Cascading. A Java API abstraction layer over Hadoop that lets developers think in terms of pipes and filters rather than map/reduce. The Cascading developers claim that this model is easier to understand and less error prone.
Coming Soon: Amazon EC2 With Windows. It’s not instantly clear if you need to source your own Windows licenses or if the license comes as part of the hourly VM charge. If it’s the latter, I can see this being fantastically useful for both automated and manual cross-browser testing—throw up a Windows VM for just as long as you need to run your tests, running them through rdesktop.
This Week in HTML 5—Episode 7: Clickjacking. Clickjacking is when a third party site is embedded in an iframe with opacity 0 and positioned such that a click on the page actually hits a button on the now invisible third party site. Mark Pilgrim explains how the NoScript site uses this in a non malicious way to for the “install now!” button.

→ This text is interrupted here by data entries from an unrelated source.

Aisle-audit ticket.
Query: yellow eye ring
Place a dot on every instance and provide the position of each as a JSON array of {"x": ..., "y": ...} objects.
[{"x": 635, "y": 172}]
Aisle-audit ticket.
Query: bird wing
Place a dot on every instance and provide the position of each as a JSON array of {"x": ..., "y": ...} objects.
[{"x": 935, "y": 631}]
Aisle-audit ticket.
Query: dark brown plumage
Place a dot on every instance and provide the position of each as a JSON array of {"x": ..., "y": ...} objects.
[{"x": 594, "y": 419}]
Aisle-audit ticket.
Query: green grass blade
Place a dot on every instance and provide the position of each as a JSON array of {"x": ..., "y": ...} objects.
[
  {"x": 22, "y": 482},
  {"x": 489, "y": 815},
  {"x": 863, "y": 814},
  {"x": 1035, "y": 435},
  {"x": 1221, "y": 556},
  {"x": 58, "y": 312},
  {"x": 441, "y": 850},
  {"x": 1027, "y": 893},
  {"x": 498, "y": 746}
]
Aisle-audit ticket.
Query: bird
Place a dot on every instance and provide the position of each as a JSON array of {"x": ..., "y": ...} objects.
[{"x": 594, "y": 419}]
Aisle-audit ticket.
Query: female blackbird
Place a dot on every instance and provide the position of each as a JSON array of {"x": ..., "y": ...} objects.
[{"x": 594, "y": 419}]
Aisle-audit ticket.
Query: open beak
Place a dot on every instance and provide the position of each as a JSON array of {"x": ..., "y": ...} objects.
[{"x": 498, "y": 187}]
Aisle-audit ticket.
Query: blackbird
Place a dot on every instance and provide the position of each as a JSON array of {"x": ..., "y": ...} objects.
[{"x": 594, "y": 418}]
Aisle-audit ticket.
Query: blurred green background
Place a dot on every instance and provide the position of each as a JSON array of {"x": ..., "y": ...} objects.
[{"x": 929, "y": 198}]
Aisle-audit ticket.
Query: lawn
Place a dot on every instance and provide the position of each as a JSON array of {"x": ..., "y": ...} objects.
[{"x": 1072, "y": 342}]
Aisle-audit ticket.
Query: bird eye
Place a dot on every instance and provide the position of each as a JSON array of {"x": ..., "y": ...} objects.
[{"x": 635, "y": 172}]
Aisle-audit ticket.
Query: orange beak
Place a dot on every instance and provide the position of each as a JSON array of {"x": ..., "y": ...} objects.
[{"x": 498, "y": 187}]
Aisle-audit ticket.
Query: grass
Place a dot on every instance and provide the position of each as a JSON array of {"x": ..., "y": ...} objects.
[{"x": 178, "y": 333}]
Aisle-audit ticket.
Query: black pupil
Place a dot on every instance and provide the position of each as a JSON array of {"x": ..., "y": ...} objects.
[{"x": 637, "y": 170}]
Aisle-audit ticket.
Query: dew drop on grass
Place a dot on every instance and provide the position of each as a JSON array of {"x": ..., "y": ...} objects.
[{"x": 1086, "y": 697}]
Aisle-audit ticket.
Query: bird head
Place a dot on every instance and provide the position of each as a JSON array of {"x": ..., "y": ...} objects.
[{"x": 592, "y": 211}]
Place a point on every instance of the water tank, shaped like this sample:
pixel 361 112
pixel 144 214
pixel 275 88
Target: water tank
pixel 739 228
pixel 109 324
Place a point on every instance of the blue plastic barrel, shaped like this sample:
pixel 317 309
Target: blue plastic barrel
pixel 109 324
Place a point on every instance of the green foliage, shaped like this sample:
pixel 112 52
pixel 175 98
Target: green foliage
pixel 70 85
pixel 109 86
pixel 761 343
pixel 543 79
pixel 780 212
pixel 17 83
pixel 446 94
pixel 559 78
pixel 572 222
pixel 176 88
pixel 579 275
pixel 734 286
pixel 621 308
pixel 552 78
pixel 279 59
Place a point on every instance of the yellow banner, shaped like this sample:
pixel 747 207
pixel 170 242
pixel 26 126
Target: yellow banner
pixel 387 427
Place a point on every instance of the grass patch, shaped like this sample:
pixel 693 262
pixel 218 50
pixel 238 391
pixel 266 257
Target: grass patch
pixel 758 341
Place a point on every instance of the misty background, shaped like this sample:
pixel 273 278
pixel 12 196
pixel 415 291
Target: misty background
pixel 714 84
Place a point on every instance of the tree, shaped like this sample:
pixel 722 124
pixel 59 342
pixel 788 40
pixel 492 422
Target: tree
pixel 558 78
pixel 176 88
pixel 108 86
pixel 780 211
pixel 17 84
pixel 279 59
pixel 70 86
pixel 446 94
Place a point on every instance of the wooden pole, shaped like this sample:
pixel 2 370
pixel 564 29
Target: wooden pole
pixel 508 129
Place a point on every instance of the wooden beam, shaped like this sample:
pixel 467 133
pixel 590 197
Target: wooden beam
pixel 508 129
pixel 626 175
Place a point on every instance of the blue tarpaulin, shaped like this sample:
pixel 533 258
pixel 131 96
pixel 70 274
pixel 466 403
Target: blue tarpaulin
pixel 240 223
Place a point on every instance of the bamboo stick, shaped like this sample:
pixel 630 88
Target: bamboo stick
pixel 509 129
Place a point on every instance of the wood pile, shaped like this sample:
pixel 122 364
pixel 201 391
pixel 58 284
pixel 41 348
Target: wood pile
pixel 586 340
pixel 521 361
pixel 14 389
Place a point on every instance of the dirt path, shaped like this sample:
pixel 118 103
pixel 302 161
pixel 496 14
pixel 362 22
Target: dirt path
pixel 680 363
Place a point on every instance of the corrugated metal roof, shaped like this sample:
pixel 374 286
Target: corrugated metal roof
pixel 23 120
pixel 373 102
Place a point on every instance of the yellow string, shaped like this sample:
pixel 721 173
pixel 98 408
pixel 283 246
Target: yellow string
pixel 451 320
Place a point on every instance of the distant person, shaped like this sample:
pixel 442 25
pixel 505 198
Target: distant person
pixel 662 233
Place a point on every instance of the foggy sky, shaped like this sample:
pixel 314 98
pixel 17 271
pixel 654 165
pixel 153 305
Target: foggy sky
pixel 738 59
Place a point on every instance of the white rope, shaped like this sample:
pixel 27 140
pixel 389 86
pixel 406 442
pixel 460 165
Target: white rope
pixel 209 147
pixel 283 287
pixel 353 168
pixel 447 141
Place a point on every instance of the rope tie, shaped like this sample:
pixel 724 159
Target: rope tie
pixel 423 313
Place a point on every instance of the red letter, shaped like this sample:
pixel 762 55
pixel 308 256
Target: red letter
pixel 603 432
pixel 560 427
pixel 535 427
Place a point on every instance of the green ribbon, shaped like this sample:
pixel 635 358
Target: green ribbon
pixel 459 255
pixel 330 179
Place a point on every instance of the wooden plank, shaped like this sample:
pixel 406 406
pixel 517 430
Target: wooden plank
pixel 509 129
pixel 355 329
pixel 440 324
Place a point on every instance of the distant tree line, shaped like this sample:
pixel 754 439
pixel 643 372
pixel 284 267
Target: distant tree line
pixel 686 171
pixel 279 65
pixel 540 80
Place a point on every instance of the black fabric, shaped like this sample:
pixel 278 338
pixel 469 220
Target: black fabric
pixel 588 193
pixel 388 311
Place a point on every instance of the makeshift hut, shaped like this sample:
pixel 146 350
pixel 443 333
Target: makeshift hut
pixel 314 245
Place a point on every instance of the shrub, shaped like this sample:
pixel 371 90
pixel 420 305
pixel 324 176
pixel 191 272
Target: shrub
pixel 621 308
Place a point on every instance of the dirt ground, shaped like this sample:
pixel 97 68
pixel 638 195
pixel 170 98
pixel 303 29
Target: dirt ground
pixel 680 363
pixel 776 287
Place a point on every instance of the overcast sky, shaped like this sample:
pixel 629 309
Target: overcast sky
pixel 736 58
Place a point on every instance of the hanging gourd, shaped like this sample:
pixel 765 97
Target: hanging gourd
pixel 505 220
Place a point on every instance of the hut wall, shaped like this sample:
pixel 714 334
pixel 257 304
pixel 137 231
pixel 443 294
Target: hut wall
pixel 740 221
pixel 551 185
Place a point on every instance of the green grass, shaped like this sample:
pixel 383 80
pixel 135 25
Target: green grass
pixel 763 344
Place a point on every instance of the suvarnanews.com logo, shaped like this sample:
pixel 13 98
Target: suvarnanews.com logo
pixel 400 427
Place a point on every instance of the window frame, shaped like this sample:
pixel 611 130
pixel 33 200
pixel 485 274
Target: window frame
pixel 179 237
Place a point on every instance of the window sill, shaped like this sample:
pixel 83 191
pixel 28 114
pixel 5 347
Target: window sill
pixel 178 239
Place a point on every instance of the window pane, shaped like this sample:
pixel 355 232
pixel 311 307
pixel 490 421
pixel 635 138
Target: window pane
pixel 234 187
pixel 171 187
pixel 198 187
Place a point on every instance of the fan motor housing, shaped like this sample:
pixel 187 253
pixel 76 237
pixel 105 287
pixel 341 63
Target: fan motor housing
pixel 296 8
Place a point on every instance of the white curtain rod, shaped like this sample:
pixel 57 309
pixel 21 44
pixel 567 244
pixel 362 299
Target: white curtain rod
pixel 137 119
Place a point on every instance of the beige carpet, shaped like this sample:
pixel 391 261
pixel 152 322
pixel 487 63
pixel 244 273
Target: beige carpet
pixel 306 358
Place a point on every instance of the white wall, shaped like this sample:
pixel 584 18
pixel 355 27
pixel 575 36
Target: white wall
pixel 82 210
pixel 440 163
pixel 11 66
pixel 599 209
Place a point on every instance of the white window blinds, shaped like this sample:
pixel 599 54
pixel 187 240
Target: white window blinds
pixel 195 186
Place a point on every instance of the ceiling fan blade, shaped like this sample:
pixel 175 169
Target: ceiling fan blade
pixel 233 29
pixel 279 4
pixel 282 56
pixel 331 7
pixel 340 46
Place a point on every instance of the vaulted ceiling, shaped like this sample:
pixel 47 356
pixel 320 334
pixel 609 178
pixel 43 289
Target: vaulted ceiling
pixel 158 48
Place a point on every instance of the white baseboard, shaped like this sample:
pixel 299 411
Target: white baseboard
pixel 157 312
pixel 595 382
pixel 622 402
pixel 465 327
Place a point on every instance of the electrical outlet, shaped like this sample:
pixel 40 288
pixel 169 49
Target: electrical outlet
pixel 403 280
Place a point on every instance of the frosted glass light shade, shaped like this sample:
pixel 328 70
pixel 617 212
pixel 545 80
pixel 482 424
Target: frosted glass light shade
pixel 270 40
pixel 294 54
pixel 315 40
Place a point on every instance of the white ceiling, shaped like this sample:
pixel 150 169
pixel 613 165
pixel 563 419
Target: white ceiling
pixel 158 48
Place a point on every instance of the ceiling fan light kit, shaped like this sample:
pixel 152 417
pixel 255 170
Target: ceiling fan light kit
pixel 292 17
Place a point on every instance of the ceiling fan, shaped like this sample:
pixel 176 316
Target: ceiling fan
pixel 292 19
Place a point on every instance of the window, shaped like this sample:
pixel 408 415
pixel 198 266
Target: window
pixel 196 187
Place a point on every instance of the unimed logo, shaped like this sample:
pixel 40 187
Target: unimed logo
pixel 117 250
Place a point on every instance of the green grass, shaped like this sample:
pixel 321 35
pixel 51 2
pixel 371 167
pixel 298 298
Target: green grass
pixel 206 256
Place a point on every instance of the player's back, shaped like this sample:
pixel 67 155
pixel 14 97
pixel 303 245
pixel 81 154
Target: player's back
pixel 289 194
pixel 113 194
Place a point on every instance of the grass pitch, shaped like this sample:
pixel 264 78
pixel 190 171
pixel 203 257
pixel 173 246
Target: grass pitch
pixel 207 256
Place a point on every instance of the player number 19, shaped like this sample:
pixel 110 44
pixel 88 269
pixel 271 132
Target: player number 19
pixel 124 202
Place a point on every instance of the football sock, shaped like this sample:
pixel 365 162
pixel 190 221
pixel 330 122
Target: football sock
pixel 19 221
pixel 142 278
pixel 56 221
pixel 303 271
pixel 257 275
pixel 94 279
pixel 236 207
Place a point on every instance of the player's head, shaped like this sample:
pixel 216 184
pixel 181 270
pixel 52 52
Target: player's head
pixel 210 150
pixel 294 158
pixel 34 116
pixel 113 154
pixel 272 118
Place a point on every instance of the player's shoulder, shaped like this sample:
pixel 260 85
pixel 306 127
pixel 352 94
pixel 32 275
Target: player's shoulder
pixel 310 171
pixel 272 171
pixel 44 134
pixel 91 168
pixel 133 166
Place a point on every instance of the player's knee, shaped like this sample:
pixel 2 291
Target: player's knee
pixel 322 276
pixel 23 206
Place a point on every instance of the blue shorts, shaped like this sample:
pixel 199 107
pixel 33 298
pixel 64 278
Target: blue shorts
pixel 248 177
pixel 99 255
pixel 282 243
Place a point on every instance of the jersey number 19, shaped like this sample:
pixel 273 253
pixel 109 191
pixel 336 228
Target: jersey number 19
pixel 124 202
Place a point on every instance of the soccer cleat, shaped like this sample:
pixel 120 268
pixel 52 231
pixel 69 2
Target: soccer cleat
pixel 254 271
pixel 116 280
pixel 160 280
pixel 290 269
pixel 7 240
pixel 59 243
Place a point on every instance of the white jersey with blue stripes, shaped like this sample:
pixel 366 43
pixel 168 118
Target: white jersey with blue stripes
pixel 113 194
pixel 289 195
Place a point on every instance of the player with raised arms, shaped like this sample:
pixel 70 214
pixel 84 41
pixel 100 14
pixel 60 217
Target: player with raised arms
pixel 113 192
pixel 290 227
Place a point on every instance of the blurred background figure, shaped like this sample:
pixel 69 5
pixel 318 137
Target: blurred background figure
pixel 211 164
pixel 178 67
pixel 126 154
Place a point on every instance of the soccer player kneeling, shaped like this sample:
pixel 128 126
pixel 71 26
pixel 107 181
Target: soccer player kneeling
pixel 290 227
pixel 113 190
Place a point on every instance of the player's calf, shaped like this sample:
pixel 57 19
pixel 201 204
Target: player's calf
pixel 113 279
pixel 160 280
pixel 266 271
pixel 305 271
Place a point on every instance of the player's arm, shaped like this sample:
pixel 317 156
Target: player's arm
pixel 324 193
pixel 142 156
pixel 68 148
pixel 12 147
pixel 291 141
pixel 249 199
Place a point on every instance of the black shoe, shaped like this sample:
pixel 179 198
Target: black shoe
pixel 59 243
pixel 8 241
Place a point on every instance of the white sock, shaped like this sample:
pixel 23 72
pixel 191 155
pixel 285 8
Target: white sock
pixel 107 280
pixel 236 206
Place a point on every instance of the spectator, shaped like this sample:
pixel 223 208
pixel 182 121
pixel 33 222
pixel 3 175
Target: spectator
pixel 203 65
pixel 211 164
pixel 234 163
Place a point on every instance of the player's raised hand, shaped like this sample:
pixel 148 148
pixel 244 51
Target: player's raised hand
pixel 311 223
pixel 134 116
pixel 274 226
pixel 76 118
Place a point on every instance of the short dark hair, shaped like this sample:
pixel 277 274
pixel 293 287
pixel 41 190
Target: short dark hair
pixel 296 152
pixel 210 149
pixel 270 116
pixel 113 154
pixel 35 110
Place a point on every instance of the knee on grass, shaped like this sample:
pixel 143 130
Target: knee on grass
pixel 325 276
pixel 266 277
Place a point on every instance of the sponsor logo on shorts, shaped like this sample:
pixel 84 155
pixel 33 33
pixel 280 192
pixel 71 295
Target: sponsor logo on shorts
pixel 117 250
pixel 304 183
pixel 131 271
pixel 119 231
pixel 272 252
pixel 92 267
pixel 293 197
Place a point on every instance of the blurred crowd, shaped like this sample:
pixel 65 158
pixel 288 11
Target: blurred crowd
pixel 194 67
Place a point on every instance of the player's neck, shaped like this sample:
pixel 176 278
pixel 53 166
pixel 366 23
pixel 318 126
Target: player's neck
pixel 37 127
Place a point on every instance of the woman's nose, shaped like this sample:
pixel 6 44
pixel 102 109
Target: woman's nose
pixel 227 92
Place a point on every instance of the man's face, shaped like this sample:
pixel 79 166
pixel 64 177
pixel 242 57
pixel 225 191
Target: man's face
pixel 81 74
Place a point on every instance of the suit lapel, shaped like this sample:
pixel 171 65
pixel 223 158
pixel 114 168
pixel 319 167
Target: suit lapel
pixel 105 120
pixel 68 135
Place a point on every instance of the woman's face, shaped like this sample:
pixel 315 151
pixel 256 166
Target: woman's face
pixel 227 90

Using the New MySQL Query Profiler. Extremely powerful new feature in MySQL 5.0.37. Definitely something for the Django debug toolbar.
Popular Websites Vulnerable to Cross-Site Request Forgery Attacks. Ed Felten and Bill Zeller announce four CSRF holes, in ING Direct, YouTube, MetaFilter and the New York Times. The ING Direct hole allowed transfer of funds out of a user’s bank accounts! The first three were fixed before publication; the New York Times hole still exists (despite being reported a year ago), and allows you to silently steal e-mail addresses by CSRFing the “E-mail this” feature.
A Brief Tour of Graphd. The secret sauce behind Freebase—a custom written graph server that models everything as a typed, versioned relationship and can churn through over 3,000 simple queries a second on a single AMD64 core.
CSS Systems for writing maintainable CSS. Nat has published the slides and notes from her BarCamp presentation this morning. I’m really excited about her approach, which involves designing a “CSS system” of markup patterns and CSS that embodies the design of an individual site. Future maintenance can then take this overall system in to account, which is assisted by a defined ordering system and shared vocabulary.
James May’s Big Ideas: Come Fly with Me (via) The BBC made an hour-long documentary on Ekranoplans! It’s available for the next 21 days on the iPlayer (UK residents only).
Flickr Engineers Do It Offline. Flickr wrote their own queuing mechanism (in PHP), and currently run ten queue servers on dedicated hardware for tasks like pushing new photos in to indexes, denormalisation and “backfills” which move data between clusters and run bulk scripts against large numbers of existing rows.
Wario Land: Shake It—Amazing footage! Some virals really do deserve linking to.
Cheap, Easy Audio Transcription with Mechanical Turk. Andy Baio’s in-depth tutorial on submitting HITs to Mechanical Turk. I hadn’t realised how straight forward and powerful the interface has become.